The 8.2% Tailwind
(Image used for illustrative purpose only)
The festive season on the Indian stock markets is likely to begin on Monday. The GDP numbers is a sweet music to millions of ears. On an upswing in past few weeks from the lows of 2018, the real party in the Stock Markets is likely to begin tomorrow and continue atleast till the formal announcement of general elections in early-2019!
India’s GDP grew at 8.25% in the first quarter of current financial year. Equally interestingly, the drivers of this impressive jump in growth came from manufacturing and agriculture, the two sectors employing maximum people.
This return to high-growth trajectory after many quarters is a good tailwind for growth in the future. The Indian economy has grown despite many local and global headwinds in recent years. There are many challenges this time around too. The US – China trade standoff, tightening of global financial conditions, continued slump of Indian currency, increasing Oil prices, shortfall in tax collections, rising current account deficit, etc. – all of these can impact growth in future. The growth in employment has been lower than expected in recent years too.
Many say that the high growth in this quarter is the base effect of slower growth in the corresponding quarter last year, “Q1 GDP growth of 8.2% is a statistic, dollar at Rs. 70 is a reality” said a politician recently. True. It does pain when one is filling petrol at a price of over Rs. 82 per litre or buying of dollars when travelling abroad or paying the school fees for your child. One does hope that the prices were low as the income is not rising at the same pace. Small businesses continue to feel the heat of liquidity and demand.
Maintaining a balance between growth and inflation has ever been a greatest challenge for our policy makers. It continues to do so.

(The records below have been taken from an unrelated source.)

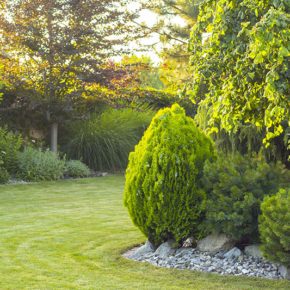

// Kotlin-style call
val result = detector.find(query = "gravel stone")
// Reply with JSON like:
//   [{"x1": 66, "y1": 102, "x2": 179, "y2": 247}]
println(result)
[{"x1": 124, "y1": 242, "x2": 289, "y2": 279}]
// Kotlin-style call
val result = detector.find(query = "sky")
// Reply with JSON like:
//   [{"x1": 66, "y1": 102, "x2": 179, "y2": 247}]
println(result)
[{"x1": 116, "y1": 2, "x2": 185, "y2": 64}]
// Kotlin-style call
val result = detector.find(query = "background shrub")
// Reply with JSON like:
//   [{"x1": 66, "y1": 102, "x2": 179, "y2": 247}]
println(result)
[
  {"x1": 0, "y1": 128, "x2": 23, "y2": 174},
  {"x1": 18, "y1": 147, "x2": 65, "y2": 181},
  {"x1": 63, "y1": 109, "x2": 153, "y2": 171},
  {"x1": 203, "y1": 154, "x2": 290, "y2": 242},
  {"x1": 0, "y1": 156, "x2": 10, "y2": 184},
  {"x1": 65, "y1": 160, "x2": 90, "y2": 177},
  {"x1": 259, "y1": 188, "x2": 290, "y2": 267},
  {"x1": 124, "y1": 105, "x2": 214, "y2": 245}
]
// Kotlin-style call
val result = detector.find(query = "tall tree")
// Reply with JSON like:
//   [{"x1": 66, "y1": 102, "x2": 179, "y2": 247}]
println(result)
[
  {"x1": 0, "y1": 0, "x2": 142, "y2": 151},
  {"x1": 190, "y1": 0, "x2": 290, "y2": 146},
  {"x1": 143, "y1": 0, "x2": 204, "y2": 93}
]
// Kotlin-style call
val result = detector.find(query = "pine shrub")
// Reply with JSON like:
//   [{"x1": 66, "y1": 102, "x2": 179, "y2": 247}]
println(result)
[
  {"x1": 65, "y1": 160, "x2": 90, "y2": 177},
  {"x1": 0, "y1": 164, "x2": 10, "y2": 184},
  {"x1": 124, "y1": 104, "x2": 214, "y2": 245},
  {"x1": 202, "y1": 154, "x2": 289, "y2": 243},
  {"x1": 0, "y1": 128, "x2": 23, "y2": 174},
  {"x1": 259, "y1": 188, "x2": 290, "y2": 267}
]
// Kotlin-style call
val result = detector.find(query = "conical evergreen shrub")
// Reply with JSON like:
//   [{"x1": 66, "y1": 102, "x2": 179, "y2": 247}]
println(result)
[
  {"x1": 124, "y1": 104, "x2": 214, "y2": 245},
  {"x1": 259, "y1": 188, "x2": 290, "y2": 267}
]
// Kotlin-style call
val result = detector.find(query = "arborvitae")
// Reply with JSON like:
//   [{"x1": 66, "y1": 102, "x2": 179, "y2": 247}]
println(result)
[
  {"x1": 259, "y1": 188, "x2": 290, "y2": 267},
  {"x1": 124, "y1": 104, "x2": 214, "y2": 245}
]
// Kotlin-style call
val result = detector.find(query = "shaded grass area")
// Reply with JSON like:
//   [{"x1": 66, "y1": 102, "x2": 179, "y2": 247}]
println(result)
[{"x1": 0, "y1": 176, "x2": 290, "y2": 289}]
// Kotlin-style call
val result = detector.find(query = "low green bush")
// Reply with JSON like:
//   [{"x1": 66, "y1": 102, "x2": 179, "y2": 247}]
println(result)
[
  {"x1": 124, "y1": 105, "x2": 214, "y2": 245},
  {"x1": 259, "y1": 188, "x2": 290, "y2": 267},
  {"x1": 0, "y1": 163, "x2": 10, "y2": 184},
  {"x1": 0, "y1": 128, "x2": 23, "y2": 174},
  {"x1": 202, "y1": 154, "x2": 290, "y2": 242},
  {"x1": 65, "y1": 160, "x2": 90, "y2": 177},
  {"x1": 18, "y1": 147, "x2": 65, "y2": 181},
  {"x1": 63, "y1": 109, "x2": 153, "y2": 171}
]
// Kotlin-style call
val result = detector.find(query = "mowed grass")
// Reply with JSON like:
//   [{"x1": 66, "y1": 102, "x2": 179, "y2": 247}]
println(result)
[{"x1": 0, "y1": 176, "x2": 290, "y2": 290}]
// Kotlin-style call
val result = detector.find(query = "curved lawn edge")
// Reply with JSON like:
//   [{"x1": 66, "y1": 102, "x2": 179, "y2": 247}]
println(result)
[{"x1": 0, "y1": 175, "x2": 290, "y2": 289}]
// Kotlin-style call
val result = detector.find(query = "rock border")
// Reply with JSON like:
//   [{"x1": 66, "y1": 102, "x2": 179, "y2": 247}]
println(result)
[{"x1": 123, "y1": 241, "x2": 289, "y2": 280}]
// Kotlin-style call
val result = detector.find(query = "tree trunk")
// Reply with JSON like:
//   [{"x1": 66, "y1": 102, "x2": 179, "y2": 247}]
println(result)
[{"x1": 50, "y1": 123, "x2": 58, "y2": 153}]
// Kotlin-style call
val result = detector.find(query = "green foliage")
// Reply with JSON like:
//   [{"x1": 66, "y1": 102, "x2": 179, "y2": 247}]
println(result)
[
  {"x1": 18, "y1": 147, "x2": 65, "y2": 181},
  {"x1": 0, "y1": 128, "x2": 23, "y2": 174},
  {"x1": 63, "y1": 109, "x2": 153, "y2": 171},
  {"x1": 202, "y1": 154, "x2": 290, "y2": 242},
  {"x1": 65, "y1": 160, "x2": 90, "y2": 177},
  {"x1": 124, "y1": 104, "x2": 214, "y2": 244},
  {"x1": 259, "y1": 188, "x2": 290, "y2": 267},
  {"x1": 0, "y1": 156, "x2": 10, "y2": 184},
  {"x1": 190, "y1": 0, "x2": 290, "y2": 146}
]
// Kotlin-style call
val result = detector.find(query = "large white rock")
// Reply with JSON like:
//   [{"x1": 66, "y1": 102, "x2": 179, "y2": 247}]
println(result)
[
  {"x1": 129, "y1": 241, "x2": 155, "y2": 259},
  {"x1": 279, "y1": 265, "x2": 290, "y2": 280},
  {"x1": 224, "y1": 247, "x2": 242, "y2": 259},
  {"x1": 155, "y1": 240, "x2": 175, "y2": 258},
  {"x1": 244, "y1": 245, "x2": 263, "y2": 258},
  {"x1": 197, "y1": 234, "x2": 235, "y2": 253}
]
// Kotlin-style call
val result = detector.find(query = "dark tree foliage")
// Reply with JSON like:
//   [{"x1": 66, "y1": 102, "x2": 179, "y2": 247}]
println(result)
[{"x1": 0, "y1": 0, "x2": 143, "y2": 152}]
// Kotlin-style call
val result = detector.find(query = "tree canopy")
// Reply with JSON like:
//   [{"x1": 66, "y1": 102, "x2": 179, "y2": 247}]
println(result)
[
  {"x1": 0, "y1": 0, "x2": 143, "y2": 151},
  {"x1": 190, "y1": 0, "x2": 290, "y2": 145}
]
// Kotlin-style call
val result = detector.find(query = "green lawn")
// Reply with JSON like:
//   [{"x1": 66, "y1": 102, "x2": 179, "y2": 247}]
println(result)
[{"x1": 0, "y1": 176, "x2": 290, "y2": 290}]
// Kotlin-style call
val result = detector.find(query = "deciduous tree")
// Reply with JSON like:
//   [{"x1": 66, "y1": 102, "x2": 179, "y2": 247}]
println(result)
[{"x1": 0, "y1": 0, "x2": 142, "y2": 151}]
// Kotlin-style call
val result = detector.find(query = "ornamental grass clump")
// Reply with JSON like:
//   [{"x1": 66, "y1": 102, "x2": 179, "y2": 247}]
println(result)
[
  {"x1": 259, "y1": 188, "x2": 290, "y2": 267},
  {"x1": 124, "y1": 104, "x2": 214, "y2": 245}
]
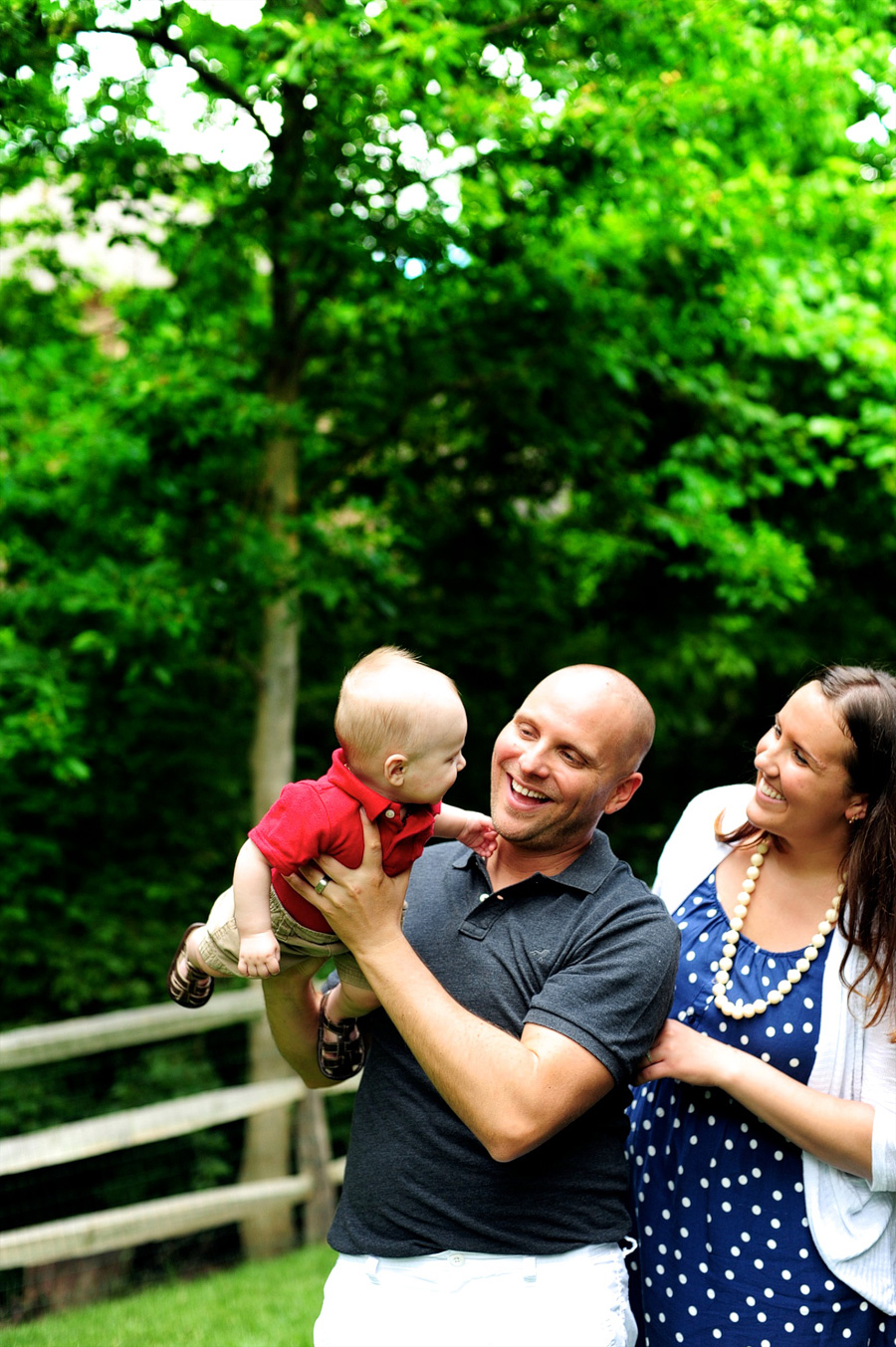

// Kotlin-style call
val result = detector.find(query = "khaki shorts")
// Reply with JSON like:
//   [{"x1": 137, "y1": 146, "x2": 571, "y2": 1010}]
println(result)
[{"x1": 199, "y1": 886, "x2": 369, "y2": 988}]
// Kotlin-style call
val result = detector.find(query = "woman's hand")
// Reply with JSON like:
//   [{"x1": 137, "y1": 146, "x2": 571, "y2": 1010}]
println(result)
[
  {"x1": 636, "y1": 1019, "x2": 739, "y2": 1086},
  {"x1": 281, "y1": 809, "x2": 411, "y2": 958}
]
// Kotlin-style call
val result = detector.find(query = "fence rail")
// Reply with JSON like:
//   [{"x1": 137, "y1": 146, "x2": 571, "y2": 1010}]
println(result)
[{"x1": 0, "y1": 986, "x2": 358, "y2": 1269}]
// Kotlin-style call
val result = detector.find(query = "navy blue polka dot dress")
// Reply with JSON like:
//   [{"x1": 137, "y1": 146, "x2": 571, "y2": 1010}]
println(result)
[{"x1": 629, "y1": 873, "x2": 896, "y2": 1347}]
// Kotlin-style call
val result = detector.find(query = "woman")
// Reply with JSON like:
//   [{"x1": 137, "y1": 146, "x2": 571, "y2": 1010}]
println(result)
[{"x1": 630, "y1": 665, "x2": 896, "y2": 1347}]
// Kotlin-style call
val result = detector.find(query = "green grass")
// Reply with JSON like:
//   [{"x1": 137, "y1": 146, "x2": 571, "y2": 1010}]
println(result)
[{"x1": 0, "y1": 1244, "x2": 336, "y2": 1347}]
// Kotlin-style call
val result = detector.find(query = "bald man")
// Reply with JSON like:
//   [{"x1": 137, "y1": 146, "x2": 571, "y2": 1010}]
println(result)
[{"x1": 264, "y1": 664, "x2": 679, "y2": 1347}]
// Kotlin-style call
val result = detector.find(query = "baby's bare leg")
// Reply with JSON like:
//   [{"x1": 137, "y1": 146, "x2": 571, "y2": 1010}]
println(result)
[
  {"x1": 327, "y1": 982, "x2": 380, "y2": 1023},
  {"x1": 184, "y1": 926, "x2": 219, "y2": 978}
]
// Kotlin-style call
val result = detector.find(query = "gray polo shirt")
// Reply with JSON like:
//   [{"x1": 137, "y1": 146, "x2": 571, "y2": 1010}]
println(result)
[{"x1": 331, "y1": 832, "x2": 679, "y2": 1258}]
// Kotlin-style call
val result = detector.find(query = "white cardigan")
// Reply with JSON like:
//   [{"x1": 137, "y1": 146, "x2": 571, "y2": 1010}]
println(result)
[{"x1": 653, "y1": 786, "x2": 896, "y2": 1315}]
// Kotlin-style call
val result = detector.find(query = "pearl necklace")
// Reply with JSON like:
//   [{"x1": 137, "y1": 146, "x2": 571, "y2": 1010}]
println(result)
[{"x1": 713, "y1": 836, "x2": 843, "y2": 1019}]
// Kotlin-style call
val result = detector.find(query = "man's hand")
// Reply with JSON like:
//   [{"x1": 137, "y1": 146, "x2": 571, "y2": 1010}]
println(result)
[
  {"x1": 289, "y1": 809, "x2": 411, "y2": 958},
  {"x1": 237, "y1": 931, "x2": 281, "y2": 978},
  {"x1": 457, "y1": 811, "x2": 497, "y2": 861}
]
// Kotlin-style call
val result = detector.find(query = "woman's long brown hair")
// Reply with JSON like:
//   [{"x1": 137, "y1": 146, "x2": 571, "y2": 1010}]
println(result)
[{"x1": 717, "y1": 664, "x2": 896, "y2": 1037}]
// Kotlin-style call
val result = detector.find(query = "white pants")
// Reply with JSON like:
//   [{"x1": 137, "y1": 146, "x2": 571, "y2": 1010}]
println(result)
[{"x1": 314, "y1": 1244, "x2": 637, "y2": 1347}]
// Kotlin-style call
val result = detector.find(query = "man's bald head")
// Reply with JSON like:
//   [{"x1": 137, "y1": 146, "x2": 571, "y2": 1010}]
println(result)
[{"x1": 528, "y1": 664, "x2": 656, "y2": 776}]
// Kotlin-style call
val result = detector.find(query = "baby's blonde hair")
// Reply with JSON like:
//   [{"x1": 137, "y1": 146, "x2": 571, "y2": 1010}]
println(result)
[{"x1": 335, "y1": 645, "x2": 460, "y2": 766}]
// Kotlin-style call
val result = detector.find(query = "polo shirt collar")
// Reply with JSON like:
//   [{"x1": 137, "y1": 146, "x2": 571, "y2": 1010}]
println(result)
[
  {"x1": 327, "y1": 749, "x2": 404, "y2": 823},
  {"x1": 454, "y1": 828, "x2": 615, "y2": 893}
]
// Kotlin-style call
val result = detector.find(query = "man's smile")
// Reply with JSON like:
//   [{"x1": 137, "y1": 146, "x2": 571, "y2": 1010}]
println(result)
[{"x1": 508, "y1": 774, "x2": 550, "y2": 804}]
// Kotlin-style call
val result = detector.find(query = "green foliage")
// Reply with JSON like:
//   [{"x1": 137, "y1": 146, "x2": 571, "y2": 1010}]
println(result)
[{"x1": 4, "y1": 1244, "x2": 336, "y2": 1347}]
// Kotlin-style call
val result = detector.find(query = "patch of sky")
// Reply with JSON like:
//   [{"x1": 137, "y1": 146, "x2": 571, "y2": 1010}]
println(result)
[{"x1": 846, "y1": 57, "x2": 896, "y2": 145}]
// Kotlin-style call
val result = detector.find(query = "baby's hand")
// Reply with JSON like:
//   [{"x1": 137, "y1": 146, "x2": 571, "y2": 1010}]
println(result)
[
  {"x1": 457, "y1": 811, "x2": 497, "y2": 861},
  {"x1": 237, "y1": 931, "x2": 281, "y2": 978}
]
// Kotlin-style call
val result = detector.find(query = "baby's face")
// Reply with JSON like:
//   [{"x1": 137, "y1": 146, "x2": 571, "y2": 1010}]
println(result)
[{"x1": 396, "y1": 701, "x2": 466, "y2": 804}]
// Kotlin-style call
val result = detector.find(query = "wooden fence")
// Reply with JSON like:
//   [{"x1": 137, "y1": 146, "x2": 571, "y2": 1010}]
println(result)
[{"x1": 0, "y1": 985, "x2": 358, "y2": 1269}]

Well into the elections year, the feel-good factor for a common man should increase in India. The demographic dividend from a young population, rapid urbanization and huge bank of our middle-class population will continue to spur India’s growth. The country need not worry too much on international factors so long as it has a large consumption pool. What is required is the sound strategy to create jobs. Keep the price rise under control and create employment. India will gain better from economists becoming good politicians in place of the politicians getting into the shoes of economists.